By Matthew Burgess, Director, View Legal
13 April 2023 — 5 minute read

Machine learning and AI have been at the heart of many changes in the legal industry.

With the rapid adoption – that seems certain to only escalate with ever-increasing pace – of ChatGPT and analogous platforms, the response of professional bodies in particular will have a significant impact on all advisers and in turn their clients.

The reaction the professional bodies is perhaps best captured by two axioms, namely:

(a) Junior’s Law: Computers make very fast, very accurate missteaks (sic);
(b) Bernard Shaw Law: All professions are conspiracies against the laity

 That is, both historical cases and more recent decisions clearly demonstrate the concerns bodies representing the legal profession have in relation to non-qualified lawyers providing legal advice.

Key cases

Arguably, at least historically, the leading decision in this area is Legal Practice Board v Computer Accounting and Tax Pty Ltd [2007] WASC184. 

In this particular case, an accountant arranged for a trust deed to be bought for a client over the internet. The base trust instrument had been written by lawyers however, the accountant then populated the template. 

In doing so, the court held that practically this meant that the accounting firm was breaching the relevant legislation. In all likelihood, the accountant would not be covered by their professional indemnity insurance in relation to any issues that arose out of the trust instrument – and also would be likely to have breached the expected standards of their professional body. 

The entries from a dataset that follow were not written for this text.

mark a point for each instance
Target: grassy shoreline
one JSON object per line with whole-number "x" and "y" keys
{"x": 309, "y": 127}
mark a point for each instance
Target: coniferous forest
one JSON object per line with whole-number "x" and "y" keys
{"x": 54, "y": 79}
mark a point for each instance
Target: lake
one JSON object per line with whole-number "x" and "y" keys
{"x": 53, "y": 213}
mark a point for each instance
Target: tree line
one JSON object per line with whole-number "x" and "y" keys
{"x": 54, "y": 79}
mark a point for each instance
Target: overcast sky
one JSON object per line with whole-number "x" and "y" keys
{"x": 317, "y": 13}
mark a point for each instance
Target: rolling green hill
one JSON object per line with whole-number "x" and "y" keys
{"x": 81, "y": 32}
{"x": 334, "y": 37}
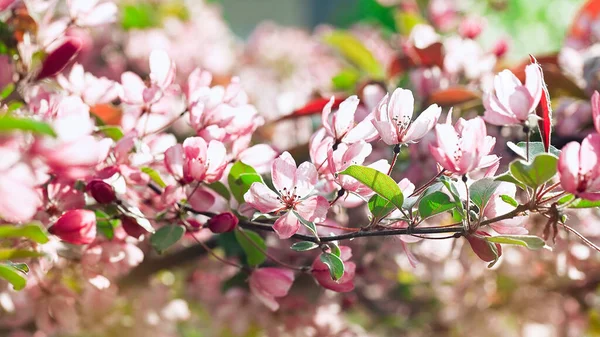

Similarly the decision in Attorney-General (WA) v Quill Wills Ltd (1990) 3 WAR 500 reached a similar conclusion.

In this case, the system of the (non-lawyer) business operator centred on the provision of wills.

The court held the operators were liable for the provision of legal documents, given:

(a) The business operator adopted, endorsed and identified themselves with the preparation of the will clauses.

(b) The services rendered by the legal practitioners became part of the business of the (non-qualified lawyers) business operators, who accepted responsibility for the will provided.

(c) The work done by the legal practitioners was marketed as part of the operator’s business.

(d) The overall effect of the system was an attempt to apply the facts (that is, the wording of the particular clauses concerned, and the potential combinations thereof) to the law of wills, followed by the formation of a conclusion, namely that the will would be valid.

(e) That was, in essence, the process by which legal advice was given.

(f) The provider assured the client of the validity of the will, instructed the client what to do to ensure that validity, and explained the terminology used. The provider was therefore giving legal advice itself.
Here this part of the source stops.